Data Privacy: Customer Trust
While interacting with their customers, businesses must act in a protective and responsible manner towards data privacy. Below are some key tenants to implement in customer interactions:
- Define the important data: Only collect the data you need. If you’re an eCommerce business selling shoes, there will only be the need for data specific to make a transaction and retarget with marketing. If you are collecting excess data, identify it and refine your collection process.
In summary, customers expect their data to be held, disposed or shared in a responsible manner. To meet expectations, businesses must pull out all the stops.
Data Privacy: Cybersecurity
There are a number of things that businesses can do to improve their data privacy from a cybersecurity perspective. In light of this, here are some of the most important actions include:
- Implementing strong security measures: This includes things like using firewalls, encryption, and access controls to protect data from unauthorised access, use, disclosure, or destruction.
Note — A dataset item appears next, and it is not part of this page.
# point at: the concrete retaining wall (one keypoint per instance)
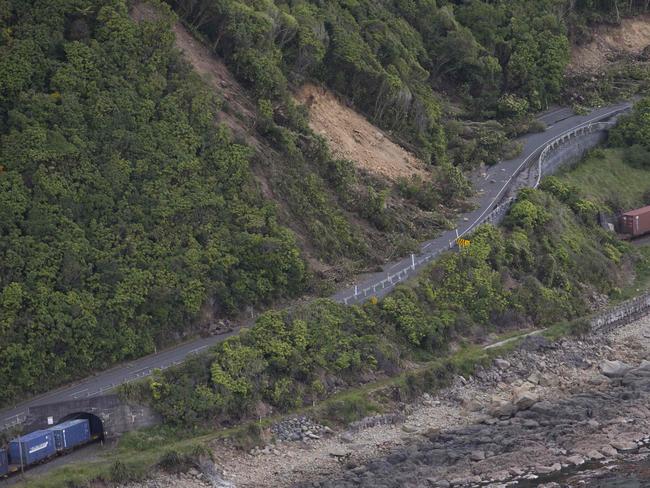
(622, 314)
- Educating employees about data privacy: Employees should be aware of the importance of data privacy and the steps they can take to protect data. This includes things like using strong passwords, being careful about what information they share online, and reporting suspicious activity to IT staff.
- Having a data breach response plan in place: In the event of a data breach, businesses should have a plan in place to respond quickly and effectively. This plan should include things like notifying affected individuals, investigating the breach, and finally taking steps to prevent future breaches.
By taking these steps, businesses can help to protect their data from unauthorised access and use.
Here are some additional tips for businesses that want to improve their data privacy:
- Use strong passwords and change them regularly.
- Be careful about what information you share online.
- Use a firewall and antivirus software.
- Keep your software up to date.
- Back up your data regularly.
- Be aware of the risks of phishing and other scams.
- Report any suspicious activity to your IT department.
By following these tips, businesses can help to protect their data from unauthorised access and use.
To fully address the problem, businesses must consider legal compliance, business implications, customer trust, and cybersecurity. They must take a holistic approach to implementing GDPR or DPA at every level of the organization and provide comprehensive training. Data protection is not just a concern for the boardroom but also for every customer and member of the workforce. Therefore, businesses should prioritize it as a central tenet in securing their operations now and in the future.